Leo Bissonnette balances work, life and studies

allison martens

Leo Bissonnette with his longtime guide dog, Nugget

Photo by allison martens

Since she was three years old, Leo Bissonnette’s teenage daughter has seen her father working at the computer at home.

“As a child, she used to bring me sandwiches,” Bissonnette said.

Through his early days — he would set his alarm clock for 4:30 a.m. so he could work on his dissertation before going into work — and countless weekends spent deep in study, his wife and daughter have always stood behind him.

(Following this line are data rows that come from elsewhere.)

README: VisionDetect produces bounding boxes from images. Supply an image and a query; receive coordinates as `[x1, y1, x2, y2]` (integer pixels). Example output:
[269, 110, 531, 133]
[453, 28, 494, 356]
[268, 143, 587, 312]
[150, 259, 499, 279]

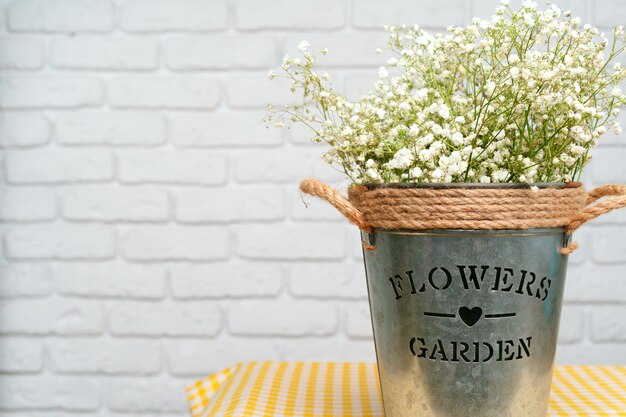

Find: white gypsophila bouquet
[265, 0, 626, 183]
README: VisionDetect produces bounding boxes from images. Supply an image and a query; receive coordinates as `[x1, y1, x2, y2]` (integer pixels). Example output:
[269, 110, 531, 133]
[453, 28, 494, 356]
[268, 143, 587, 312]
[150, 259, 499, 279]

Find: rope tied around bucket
[300, 179, 626, 254]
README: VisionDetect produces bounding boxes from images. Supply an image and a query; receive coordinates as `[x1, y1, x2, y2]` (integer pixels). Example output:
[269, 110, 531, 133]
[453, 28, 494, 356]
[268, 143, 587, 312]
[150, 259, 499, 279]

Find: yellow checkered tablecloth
[187, 362, 626, 417]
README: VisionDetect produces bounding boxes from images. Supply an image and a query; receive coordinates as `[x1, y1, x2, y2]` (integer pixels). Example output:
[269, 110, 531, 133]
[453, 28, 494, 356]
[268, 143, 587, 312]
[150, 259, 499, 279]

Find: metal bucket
[362, 229, 569, 417]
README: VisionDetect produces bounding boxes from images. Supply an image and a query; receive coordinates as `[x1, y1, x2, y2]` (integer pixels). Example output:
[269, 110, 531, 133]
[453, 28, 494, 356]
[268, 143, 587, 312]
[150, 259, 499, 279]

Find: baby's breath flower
[265, 0, 626, 183]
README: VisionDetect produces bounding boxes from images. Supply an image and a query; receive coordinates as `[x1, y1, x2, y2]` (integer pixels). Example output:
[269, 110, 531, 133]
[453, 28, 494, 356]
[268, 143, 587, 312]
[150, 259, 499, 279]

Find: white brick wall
[0, 0, 626, 417]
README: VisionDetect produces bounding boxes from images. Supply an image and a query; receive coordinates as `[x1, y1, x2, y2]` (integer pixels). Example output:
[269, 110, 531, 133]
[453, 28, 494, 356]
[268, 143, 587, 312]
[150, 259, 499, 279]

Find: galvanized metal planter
[300, 179, 626, 417]
[363, 229, 567, 417]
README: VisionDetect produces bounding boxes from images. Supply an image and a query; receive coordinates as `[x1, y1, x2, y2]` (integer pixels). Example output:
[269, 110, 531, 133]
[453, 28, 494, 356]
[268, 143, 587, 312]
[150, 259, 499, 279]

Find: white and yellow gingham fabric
[187, 362, 626, 417]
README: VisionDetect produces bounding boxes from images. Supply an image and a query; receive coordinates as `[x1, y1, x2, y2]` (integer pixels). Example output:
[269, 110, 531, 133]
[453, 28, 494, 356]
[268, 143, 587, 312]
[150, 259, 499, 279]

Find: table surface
[187, 362, 626, 417]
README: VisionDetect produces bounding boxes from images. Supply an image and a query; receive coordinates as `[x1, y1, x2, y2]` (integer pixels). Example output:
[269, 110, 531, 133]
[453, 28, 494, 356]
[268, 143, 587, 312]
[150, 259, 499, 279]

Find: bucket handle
[300, 178, 626, 254]
[565, 184, 626, 235]
[300, 178, 373, 233]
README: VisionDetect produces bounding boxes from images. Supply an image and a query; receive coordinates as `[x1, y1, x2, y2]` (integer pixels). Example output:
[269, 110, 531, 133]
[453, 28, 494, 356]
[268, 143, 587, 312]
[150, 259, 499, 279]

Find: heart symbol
[459, 306, 483, 327]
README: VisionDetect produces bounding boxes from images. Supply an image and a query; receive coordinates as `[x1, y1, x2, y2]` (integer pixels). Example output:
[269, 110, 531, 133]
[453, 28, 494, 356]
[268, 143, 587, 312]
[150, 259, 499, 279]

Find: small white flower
[298, 41, 311, 52]
[389, 148, 413, 169]
[437, 104, 450, 120]
[522, 0, 537, 10]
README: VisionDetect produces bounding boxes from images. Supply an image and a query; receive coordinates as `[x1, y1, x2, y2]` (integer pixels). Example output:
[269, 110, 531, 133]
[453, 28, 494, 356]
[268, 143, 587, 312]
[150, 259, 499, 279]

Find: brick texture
[0, 0, 626, 417]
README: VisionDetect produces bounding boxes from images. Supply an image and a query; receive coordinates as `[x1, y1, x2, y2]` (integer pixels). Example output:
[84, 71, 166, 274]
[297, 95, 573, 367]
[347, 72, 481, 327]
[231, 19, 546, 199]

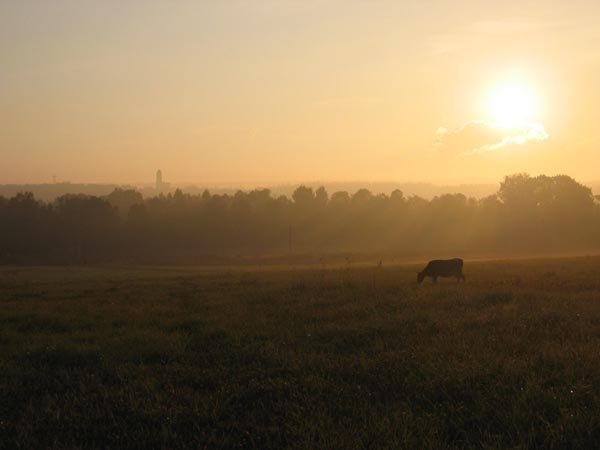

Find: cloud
[434, 121, 548, 155]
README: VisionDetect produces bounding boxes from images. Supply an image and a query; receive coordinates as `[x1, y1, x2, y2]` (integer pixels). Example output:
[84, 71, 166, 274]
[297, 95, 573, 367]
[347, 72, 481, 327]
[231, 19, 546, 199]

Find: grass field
[0, 257, 600, 449]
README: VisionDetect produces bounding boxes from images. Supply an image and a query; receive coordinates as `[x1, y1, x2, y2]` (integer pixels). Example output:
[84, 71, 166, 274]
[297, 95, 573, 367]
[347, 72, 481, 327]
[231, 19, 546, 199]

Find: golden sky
[0, 0, 600, 184]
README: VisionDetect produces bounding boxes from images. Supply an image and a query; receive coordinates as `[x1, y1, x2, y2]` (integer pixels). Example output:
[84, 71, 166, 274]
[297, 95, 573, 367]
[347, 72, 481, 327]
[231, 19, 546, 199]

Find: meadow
[0, 257, 600, 449]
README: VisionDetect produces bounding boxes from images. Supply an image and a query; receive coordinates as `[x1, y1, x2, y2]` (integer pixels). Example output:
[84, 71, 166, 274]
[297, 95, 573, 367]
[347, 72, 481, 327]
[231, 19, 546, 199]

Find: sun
[488, 83, 538, 130]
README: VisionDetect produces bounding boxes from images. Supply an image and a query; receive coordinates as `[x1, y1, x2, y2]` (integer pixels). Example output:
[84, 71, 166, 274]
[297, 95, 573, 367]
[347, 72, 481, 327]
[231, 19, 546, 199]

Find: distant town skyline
[0, 0, 600, 184]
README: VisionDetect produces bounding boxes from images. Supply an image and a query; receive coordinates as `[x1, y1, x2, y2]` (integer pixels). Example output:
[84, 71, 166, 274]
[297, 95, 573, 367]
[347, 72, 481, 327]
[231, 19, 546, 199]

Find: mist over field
[0, 174, 600, 264]
[0, 0, 600, 450]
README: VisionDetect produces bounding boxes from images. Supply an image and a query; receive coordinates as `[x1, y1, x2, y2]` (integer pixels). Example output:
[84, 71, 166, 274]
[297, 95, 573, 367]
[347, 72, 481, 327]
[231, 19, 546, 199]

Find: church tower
[156, 169, 163, 191]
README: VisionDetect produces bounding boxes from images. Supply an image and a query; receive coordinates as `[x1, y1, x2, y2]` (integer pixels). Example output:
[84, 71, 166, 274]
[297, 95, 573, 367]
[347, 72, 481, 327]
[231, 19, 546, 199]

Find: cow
[417, 258, 465, 284]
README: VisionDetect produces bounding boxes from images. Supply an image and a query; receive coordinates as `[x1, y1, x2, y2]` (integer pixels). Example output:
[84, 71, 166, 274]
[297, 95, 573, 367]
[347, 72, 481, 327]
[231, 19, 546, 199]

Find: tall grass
[0, 258, 600, 449]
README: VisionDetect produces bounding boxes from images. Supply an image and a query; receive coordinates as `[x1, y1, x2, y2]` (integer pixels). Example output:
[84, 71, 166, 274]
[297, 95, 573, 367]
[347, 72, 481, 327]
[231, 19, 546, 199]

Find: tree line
[0, 174, 600, 263]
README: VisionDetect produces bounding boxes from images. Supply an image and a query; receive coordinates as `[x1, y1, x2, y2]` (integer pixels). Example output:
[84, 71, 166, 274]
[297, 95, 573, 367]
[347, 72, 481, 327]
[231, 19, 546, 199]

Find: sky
[0, 0, 600, 184]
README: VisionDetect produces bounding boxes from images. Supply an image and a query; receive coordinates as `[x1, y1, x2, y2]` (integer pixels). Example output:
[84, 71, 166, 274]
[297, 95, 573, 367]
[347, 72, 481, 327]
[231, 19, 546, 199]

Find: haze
[0, 0, 600, 183]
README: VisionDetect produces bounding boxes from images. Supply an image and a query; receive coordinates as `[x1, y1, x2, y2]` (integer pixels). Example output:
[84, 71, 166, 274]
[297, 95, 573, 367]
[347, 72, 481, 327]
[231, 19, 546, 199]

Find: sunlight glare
[489, 84, 537, 129]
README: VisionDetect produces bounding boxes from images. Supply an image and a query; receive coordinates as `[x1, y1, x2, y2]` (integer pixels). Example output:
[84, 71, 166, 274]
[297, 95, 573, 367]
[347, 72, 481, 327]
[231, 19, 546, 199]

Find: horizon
[0, 0, 600, 184]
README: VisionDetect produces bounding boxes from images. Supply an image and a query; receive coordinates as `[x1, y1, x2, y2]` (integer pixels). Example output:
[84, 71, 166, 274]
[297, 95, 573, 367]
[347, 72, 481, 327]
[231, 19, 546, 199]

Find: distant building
[156, 169, 163, 191]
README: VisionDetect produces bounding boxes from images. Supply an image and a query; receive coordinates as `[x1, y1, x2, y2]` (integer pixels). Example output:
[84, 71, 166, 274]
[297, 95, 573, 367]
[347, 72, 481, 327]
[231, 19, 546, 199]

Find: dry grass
[0, 258, 600, 449]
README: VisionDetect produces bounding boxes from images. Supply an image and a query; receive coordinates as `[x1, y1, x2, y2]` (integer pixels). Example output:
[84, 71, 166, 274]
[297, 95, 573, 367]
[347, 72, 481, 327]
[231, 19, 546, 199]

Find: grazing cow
[417, 258, 465, 284]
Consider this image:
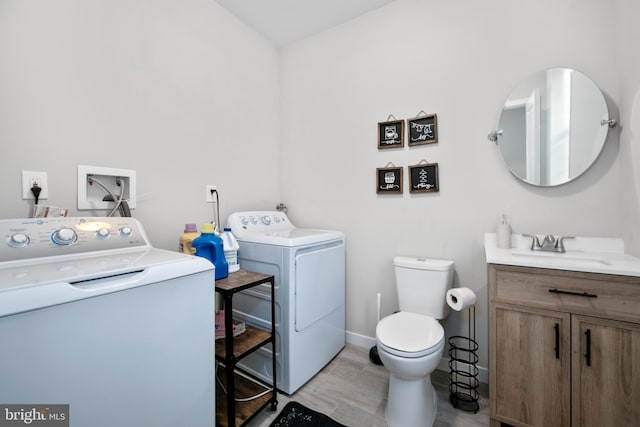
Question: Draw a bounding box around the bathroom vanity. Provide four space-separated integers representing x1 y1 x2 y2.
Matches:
485 233 640 427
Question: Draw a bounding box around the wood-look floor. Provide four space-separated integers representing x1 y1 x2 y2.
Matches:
242 345 489 427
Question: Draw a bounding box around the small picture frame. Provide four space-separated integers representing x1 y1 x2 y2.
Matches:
407 114 438 147
378 120 404 150
409 163 440 193
376 166 402 194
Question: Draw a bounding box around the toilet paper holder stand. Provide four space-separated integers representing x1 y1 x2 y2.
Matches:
448 304 480 413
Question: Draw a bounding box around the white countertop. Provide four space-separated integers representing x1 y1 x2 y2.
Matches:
484 233 640 277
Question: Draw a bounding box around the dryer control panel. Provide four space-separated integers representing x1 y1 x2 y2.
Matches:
227 211 296 238
0 217 151 261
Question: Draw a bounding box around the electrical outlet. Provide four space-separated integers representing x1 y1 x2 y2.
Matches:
205 184 218 203
22 171 49 200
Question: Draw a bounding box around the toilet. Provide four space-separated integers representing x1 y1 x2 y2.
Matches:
376 257 454 427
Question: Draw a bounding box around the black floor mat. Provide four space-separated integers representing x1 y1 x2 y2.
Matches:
269 402 347 427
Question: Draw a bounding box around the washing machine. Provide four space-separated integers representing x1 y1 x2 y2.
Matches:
0 217 215 427
228 211 346 394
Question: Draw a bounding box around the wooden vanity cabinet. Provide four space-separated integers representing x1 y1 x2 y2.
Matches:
488 264 640 427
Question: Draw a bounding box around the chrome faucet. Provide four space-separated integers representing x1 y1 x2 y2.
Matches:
523 234 575 253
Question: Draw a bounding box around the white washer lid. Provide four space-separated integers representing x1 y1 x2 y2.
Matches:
393 256 454 271
376 311 444 357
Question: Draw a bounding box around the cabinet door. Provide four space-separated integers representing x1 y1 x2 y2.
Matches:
490 303 571 427
571 315 640 427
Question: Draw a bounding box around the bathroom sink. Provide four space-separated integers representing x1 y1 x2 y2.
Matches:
511 249 613 265
485 233 640 276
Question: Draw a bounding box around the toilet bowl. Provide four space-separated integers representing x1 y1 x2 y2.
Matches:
376 257 453 427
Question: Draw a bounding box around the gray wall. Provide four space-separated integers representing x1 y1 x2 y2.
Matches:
281 0 624 376
0 0 280 249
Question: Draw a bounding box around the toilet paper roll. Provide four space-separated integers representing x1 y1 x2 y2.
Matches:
447 288 476 311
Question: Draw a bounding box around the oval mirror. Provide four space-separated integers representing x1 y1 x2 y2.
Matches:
497 68 615 186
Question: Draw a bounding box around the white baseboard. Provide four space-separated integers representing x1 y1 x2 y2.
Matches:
347 331 489 384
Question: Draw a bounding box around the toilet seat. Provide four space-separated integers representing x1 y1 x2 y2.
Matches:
376 311 444 358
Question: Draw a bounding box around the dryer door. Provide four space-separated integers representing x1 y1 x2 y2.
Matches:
294 241 345 332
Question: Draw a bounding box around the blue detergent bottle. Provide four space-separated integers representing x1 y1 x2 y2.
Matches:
191 224 229 280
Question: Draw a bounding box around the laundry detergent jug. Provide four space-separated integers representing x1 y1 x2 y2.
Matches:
191 224 229 280
220 228 240 273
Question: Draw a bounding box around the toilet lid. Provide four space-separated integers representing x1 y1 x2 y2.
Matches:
376 311 444 357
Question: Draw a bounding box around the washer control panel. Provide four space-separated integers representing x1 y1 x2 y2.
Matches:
227 211 296 238
0 217 151 261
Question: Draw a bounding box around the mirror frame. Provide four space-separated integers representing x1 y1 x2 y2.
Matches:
496 68 615 187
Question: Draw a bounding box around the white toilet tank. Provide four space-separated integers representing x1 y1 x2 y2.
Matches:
393 256 454 319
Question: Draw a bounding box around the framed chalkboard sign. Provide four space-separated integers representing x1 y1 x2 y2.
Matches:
409 163 440 193
407 114 438 147
376 166 402 194
378 120 404 149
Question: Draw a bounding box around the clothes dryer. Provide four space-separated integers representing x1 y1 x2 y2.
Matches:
228 211 346 394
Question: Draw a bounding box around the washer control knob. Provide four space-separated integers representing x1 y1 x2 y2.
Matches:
9 233 29 248
51 228 78 246
120 226 133 237
96 228 111 240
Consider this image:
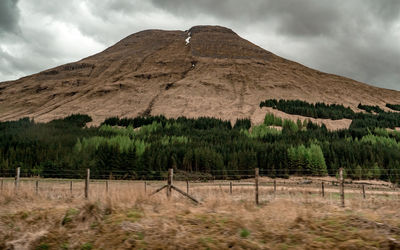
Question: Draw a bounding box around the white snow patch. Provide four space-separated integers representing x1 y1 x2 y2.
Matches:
185 32 192 45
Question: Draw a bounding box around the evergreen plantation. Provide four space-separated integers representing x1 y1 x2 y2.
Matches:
0 100 400 182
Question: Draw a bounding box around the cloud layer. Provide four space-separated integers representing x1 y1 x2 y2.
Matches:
0 0 400 90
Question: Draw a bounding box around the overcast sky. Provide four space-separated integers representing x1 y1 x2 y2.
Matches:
0 0 400 90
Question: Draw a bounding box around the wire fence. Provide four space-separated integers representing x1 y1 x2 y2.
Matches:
0 169 400 206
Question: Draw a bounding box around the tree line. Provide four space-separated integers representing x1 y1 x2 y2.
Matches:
0 109 400 182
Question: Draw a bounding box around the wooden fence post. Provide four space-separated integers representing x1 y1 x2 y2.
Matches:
15 167 21 191
362 184 365 199
167 168 174 199
339 168 344 207
85 168 90 199
255 168 259 205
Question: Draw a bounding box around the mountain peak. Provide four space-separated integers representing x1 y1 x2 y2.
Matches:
0 25 400 124
189 25 236 35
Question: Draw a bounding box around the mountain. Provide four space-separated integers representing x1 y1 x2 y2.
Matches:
0 26 400 124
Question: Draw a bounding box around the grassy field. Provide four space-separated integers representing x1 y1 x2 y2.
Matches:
0 179 400 249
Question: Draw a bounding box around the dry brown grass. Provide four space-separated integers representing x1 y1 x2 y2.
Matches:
0 181 400 249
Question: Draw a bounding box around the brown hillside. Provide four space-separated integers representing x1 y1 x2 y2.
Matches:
0 26 400 124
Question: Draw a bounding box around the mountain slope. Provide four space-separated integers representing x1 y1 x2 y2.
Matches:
0 26 400 124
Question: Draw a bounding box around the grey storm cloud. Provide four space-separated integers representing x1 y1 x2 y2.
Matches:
0 0 19 34
0 0 400 90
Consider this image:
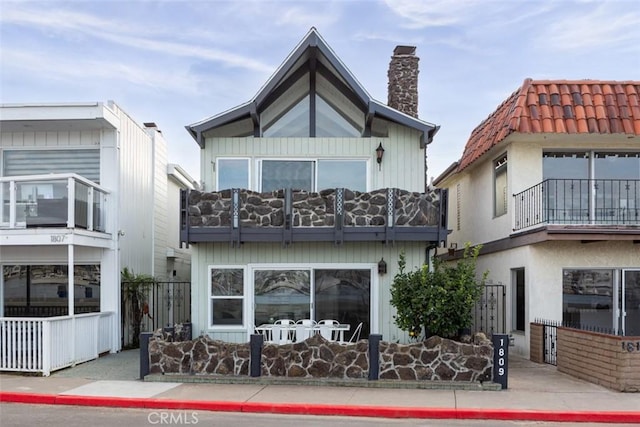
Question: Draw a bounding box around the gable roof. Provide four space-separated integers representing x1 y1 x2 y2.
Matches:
185 27 440 148
457 79 640 171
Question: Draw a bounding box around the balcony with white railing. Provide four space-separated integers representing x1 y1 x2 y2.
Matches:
513 179 640 231
0 312 115 376
0 173 109 233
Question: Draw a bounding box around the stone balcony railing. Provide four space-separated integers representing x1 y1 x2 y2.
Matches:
181 188 447 244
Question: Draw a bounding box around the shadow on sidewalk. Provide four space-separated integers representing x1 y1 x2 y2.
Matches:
51 349 140 381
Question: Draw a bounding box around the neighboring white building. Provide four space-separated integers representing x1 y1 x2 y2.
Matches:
182 29 447 342
0 102 194 374
434 79 640 356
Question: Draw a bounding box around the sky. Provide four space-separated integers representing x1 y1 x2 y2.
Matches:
0 0 640 180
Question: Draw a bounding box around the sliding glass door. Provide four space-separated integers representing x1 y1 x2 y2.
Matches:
253 266 372 337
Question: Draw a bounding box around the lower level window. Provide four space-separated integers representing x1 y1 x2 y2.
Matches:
2 264 100 317
209 267 244 326
562 269 614 328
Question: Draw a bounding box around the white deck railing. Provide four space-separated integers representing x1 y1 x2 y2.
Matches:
0 312 114 376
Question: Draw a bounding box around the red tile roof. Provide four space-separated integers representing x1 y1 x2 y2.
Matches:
458 79 640 171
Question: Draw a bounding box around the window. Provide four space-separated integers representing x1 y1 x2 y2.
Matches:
2 264 100 317
260 160 315 192
543 151 640 223
2 149 100 184
512 268 526 332
254 269 311 325
316 160 367 191
493 154 508 216
262 95 309 138
253 266 372 337
262 94 362 138
562 269 615 328
216 158 369 192
216 158 250 191
209 267 244 327
316 96 361 137
456 183 462 231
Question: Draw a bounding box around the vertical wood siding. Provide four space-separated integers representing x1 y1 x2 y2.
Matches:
200 130 425 192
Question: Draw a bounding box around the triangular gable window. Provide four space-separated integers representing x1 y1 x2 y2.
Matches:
262 95 309 138
262 94 361 138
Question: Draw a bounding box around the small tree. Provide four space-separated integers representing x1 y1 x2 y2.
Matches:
391 243 488 339
120 267 155 348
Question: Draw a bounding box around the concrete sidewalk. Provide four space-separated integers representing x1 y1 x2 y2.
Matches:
0 351 640 424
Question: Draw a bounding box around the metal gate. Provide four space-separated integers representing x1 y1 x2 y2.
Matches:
472 280 507 335
534 319 562 365
121 282 191 348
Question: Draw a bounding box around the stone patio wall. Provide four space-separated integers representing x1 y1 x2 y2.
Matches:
149 331 493 382
182 189 438 227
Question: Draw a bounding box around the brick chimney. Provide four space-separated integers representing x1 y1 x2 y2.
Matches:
387 46 420 117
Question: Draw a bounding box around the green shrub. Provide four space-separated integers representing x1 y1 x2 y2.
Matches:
391 243 488 339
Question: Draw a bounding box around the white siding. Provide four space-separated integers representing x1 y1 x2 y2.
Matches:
200 131 425 192
148 129 169 280
118 110 154 274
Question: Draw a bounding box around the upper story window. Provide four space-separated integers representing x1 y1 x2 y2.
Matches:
216 159 250 190
216 158 368 191
493 154 507 216
542 151 640 179
2 149 100 184
262 94 362 138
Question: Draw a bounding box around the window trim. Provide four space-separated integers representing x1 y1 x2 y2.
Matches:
207 264 249 332
255 157 372 192
246 263 380 334
511 267 527 333
219 156 253 191
492 153 509 218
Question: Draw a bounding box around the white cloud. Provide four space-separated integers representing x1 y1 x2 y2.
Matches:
385 0 483 28
536 2 640 53
0 4 273 73
2 49 197 93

Without their support, Bissonnette says he could not have completed his PhD in Educational Technology. For the last 14 years, he has balanced family with his studies, as well as his full-time responsibilities as Coordinator of Concordia’s Office for Students with Disabilities.

Bissonnette himself lost his vision as an infant, due to degeneration of the retina.

In his 400-page dissertation, Bissonnette examined the support faculty members require to make the university experience more accessible to students with disabilities.

“I went back to do my PhD out of my own interest, and it’s worked well because it’s given me something that will help me fulfill my career at Concordia with a very clear agenda,” he said. Bissonnette also holds a BA and MA in sociology from Concordia.

During his research, he surveyed and interviewed more than 300 Concordia faculty members. Almost 80 per cent had no idea how to accommodate in their course materials the unique needs of students with disabilities.

Bisonnette said that this is a problem faced by educators around the world.

He emphasized “universal design,” that is, ensuring the needs of all students are met from square one. He said progress is already being made.

“We’re starting to design websites that are adapted to the needs of students with disabilities now, instead of going back retroactively when one of them shows up on our doorstep.”

At Concordia, Bissonnette has pushed to make the shuttle buses more accommodating for students with disabilities. He has advised on design of new buildings, and with the collaboration of Facilities Management, recently helped to introduce an access card system that ensures students with physical disabilities are given priority in the Hall Building elevators.

Now, he is assiduously working toward increased faculty support.

“We have to get the message out that for students with disabilities, graduate-level programs are just as do-able as undergraduate ones.”